The dawn of Social Media presents several issues for the hospitality industry to grapple with. One that has received significant media attention lately is whether an employer can terminate an employee based upon the employee’s tweets or Facebook posts. But as with other “new” scenarios presented by the Internet, the answer appears to rely on the application of “old” principles.
Last month, the NLRB’s Acting General Counsel issued a report on when it is lawful and unlawful to discipline employees for social media activities. The report focused on a number of advice memorandums. In the four instances where the employee speech was found to be protected under Section 7 of the National Labor Relations Act, the General Counsel noted that:
- the communications concerned the terms and conditions of employment;
- the subject of the communication was brought to management’s attention or the employee had reason to believe the communication would result in a discussion with management;
- the communications addressed the shared concerns of employees; and
- the communications were directed at coworkers and/or discussed with coworkers.
In the other advice memorandums where it was determined that the employee’s use of social media was not protected activity, the facts demonstrated that the communication was not aimed toward the employee’s coworkers, that the communications did not concern the terms and conditions of employment, and/or that the employee did not try to raise the issue with management or expect that a dialogue with management would result.
The General Counsel’s report, as well as the September 2 social media-focused post-hearing decision in Hispanics United of Buffalo Inc., send a clear message. Hospitality employers must tread very carefully in seeking to promulgate policies that regulate the activities of employees on social media sites:
- Certainly, any social media policy which seeks to regulate discussion among employees concerning the workplace or their terms of employment will be deemed unlawful and overbroad by the NLRB to the extent that it regulates protected concerted activity under Section 7 of the NLRA.

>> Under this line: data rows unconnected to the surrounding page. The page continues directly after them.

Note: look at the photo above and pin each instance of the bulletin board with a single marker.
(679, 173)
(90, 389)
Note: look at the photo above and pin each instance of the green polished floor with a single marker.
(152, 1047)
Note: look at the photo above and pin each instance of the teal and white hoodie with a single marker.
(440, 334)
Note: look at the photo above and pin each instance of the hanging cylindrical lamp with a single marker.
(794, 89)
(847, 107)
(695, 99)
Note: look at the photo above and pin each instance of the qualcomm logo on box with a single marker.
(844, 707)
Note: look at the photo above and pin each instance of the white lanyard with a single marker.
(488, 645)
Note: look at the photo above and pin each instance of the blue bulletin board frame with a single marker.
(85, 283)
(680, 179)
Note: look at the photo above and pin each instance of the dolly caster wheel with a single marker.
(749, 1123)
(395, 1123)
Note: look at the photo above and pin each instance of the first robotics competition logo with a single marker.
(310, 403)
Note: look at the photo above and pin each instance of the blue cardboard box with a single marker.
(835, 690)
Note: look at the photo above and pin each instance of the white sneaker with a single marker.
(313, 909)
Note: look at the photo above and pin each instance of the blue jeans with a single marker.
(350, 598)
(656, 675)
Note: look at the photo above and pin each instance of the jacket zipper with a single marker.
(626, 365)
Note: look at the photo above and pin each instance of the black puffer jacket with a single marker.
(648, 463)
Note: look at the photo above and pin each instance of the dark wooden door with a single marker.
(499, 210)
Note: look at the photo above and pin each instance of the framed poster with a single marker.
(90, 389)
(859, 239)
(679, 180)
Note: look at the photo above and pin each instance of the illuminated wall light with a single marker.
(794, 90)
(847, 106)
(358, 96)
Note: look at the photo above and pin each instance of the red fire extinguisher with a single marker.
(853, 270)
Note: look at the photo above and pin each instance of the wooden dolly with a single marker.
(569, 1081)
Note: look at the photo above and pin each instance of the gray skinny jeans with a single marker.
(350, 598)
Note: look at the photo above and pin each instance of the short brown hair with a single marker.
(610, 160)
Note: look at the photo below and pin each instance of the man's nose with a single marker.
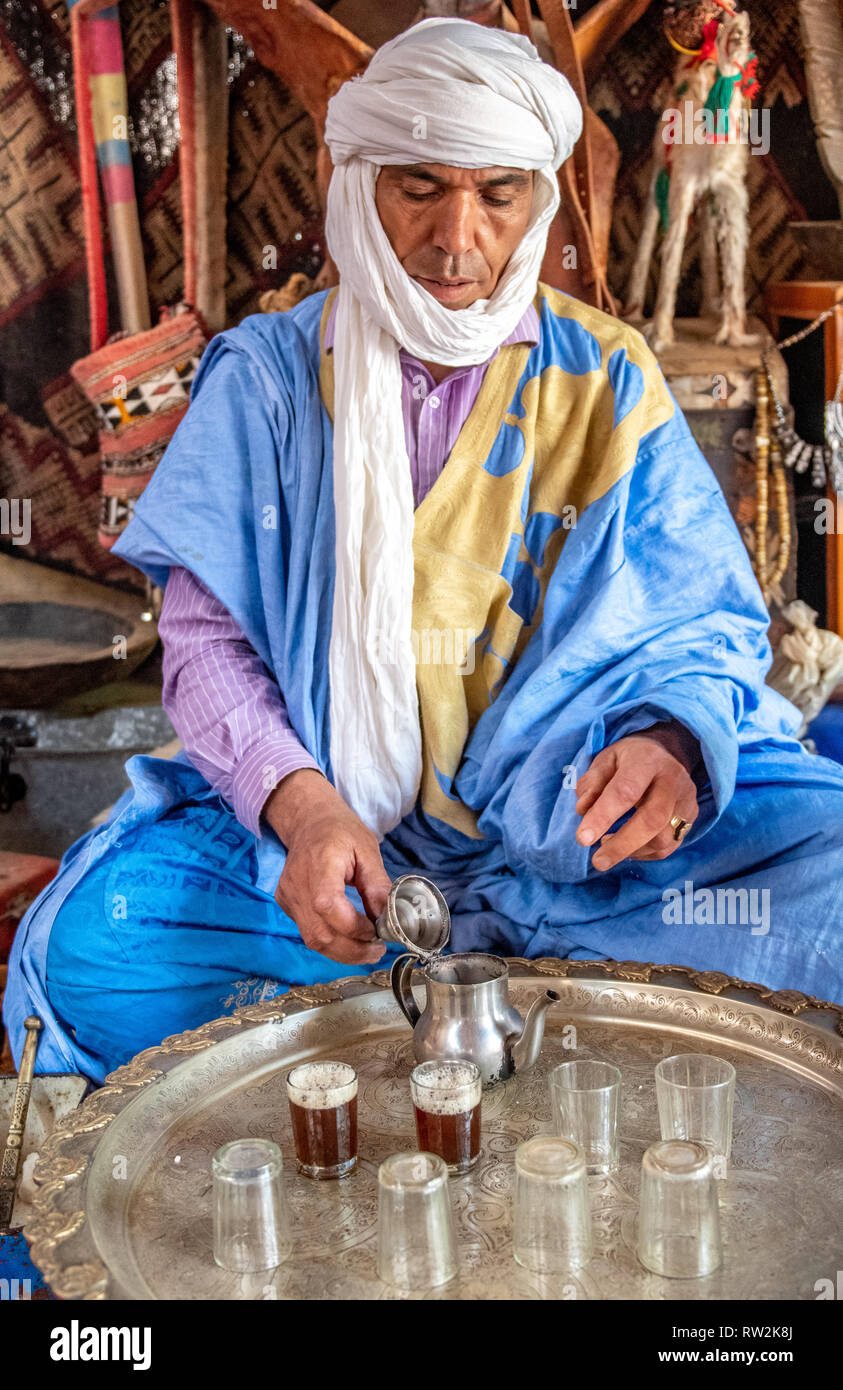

- Defenses for disciplining an employee who engages in concerted activity are very limited. Swear words, insults and even defamation are in most cases insufficient to render the communication unprotected.
These principles are consistent with long-term NLRA precedent that holds that employee conduct must be significantly outside the realm of normal workplace conduct to lose protection. Accordingly, hospitality companies are advised to consult with legal counsel before implementing employee social media policies.